Expanded outdoor dining, including use of parklets, has been a win-win-win situation. It’s been a boost to the mental health of Alexandrians who were starving for socialization and craving good meals. It helped many restaurants survive the pandemic. And it kept hospitality taxes flowing into city coffers.

The city was able to expedite the use of parklets because it already had a parklet program in the works, much the same way mRNA technology was able to expedite effective and safe COVID-19 vaccines because mRNA experimentation had been taking place for decades.

Now that the pandemic crunch has eased, at least for now, it’s understandable that the city planners who developed the idea want to move ahead with implementation of a permanent program with fees and design and maintenance parameters.

While predictable, we don’t think that’s wise. Instead, we think the current program should be extended indefinitely, not just by a few months, and the whole topic should be re-examined.

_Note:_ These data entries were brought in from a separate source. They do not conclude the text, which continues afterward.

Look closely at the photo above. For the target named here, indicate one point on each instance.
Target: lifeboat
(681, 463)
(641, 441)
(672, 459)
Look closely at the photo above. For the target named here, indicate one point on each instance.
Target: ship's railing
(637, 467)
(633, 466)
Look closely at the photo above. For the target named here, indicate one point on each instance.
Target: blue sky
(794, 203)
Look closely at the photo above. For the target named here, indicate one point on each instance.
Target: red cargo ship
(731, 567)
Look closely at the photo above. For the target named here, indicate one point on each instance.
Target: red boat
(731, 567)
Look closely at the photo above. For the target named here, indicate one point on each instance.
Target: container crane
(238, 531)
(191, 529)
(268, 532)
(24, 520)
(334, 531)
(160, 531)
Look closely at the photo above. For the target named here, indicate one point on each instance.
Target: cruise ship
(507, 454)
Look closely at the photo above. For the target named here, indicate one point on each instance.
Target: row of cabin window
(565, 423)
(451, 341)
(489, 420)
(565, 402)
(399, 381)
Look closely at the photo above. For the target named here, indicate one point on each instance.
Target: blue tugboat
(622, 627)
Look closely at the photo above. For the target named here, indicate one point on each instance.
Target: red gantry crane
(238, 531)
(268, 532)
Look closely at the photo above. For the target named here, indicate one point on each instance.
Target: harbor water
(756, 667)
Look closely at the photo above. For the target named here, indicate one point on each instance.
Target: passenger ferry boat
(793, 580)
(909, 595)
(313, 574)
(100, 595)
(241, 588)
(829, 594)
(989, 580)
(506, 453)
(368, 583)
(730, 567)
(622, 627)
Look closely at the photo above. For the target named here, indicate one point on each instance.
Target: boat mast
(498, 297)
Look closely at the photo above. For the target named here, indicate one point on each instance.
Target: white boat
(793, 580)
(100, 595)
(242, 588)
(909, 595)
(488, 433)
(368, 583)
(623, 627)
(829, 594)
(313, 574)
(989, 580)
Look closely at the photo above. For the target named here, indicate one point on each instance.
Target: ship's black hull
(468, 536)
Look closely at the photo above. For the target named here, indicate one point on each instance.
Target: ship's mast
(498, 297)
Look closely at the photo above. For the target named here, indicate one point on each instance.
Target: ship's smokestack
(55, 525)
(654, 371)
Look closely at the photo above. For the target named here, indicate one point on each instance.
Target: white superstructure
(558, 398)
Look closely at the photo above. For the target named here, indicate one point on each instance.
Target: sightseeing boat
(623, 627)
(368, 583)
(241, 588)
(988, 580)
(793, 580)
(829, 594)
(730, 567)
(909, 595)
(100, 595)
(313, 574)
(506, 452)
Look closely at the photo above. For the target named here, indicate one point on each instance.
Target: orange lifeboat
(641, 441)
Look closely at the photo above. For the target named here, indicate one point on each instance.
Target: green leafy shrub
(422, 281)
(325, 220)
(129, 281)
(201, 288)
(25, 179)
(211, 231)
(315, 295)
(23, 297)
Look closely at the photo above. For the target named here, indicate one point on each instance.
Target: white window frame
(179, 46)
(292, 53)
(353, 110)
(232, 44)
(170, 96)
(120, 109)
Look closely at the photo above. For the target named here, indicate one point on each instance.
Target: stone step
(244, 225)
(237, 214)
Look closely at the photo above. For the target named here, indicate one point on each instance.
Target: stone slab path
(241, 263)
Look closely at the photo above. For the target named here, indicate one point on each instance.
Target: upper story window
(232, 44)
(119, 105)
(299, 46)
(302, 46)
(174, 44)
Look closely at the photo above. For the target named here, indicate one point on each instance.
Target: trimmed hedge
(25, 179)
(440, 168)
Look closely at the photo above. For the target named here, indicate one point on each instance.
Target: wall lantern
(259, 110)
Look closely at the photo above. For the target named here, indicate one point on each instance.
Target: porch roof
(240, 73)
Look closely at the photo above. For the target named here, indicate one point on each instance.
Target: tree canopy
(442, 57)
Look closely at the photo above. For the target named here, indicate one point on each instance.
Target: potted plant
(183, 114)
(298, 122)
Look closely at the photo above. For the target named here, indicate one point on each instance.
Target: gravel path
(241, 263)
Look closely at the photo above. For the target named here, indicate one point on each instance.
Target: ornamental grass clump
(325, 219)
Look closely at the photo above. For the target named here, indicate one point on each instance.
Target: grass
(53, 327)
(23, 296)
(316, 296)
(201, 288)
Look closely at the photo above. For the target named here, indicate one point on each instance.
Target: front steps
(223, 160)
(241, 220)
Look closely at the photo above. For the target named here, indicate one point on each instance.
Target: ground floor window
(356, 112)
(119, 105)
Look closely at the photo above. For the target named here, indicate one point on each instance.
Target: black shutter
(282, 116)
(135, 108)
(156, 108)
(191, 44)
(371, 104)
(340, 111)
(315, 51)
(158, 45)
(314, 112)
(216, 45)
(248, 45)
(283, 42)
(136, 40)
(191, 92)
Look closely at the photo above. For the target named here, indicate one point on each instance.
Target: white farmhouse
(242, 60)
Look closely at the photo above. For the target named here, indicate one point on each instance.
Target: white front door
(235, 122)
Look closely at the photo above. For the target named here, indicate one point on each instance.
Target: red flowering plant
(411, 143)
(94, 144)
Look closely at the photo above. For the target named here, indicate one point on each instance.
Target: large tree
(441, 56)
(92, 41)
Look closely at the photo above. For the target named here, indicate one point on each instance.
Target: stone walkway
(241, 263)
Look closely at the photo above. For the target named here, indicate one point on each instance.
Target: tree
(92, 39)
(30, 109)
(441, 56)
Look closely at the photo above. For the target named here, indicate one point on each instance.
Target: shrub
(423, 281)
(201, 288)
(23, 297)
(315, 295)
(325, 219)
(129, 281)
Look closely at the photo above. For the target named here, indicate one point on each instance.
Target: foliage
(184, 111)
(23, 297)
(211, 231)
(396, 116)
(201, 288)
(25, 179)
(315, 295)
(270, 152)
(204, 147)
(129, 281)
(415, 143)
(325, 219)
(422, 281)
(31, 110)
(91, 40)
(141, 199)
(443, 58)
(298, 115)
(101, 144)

We are generally in favor of preserving as much parking throughout Alexandria as possible and have criticized the city for removing parking spaces and public sidewalks in favor of things such as bikeshare racks and scooters. But providing a helping hand to Alexandria’s restaurant and retail sectors is worth losing a few dozen parking spaces citywide.

First, most retail establishments are likely to value parking in front of their stores over parklets. For them, displaying merchandise on sidewalks on nice days rather than in parklets probably makes the most sense. Loss of parking spaces for retail use is likely to be minimal.

But for many restaurants, we believe the parklets they’ve established could be the difference between survival and failure. The city’s decision to let restaurants establish parklets was wonderful, but it would be a shame to undermine the initiative by imposing fees that would be a literal drop in the bucket to overall city revenues – but could be the difference between profitability and shuttering for restaurants.

For instance, the city says there are currently 37 parklets operating in the city. For argument’s sake, let’s assume that number increases to 50 parklets, utilizing two parking spaces each and that they fall in the $2,000 per space per year category, the middle tier of the city’s fee structure. This would raise a total of $200,000 annually for the city, which would equate to 2/100ths of 1% of Alexandria’s proposed fiscal year 2023 budget of $829,900,000.

The parklet boom was a boon to restaurants. Don’t ruin it with fees and regulations.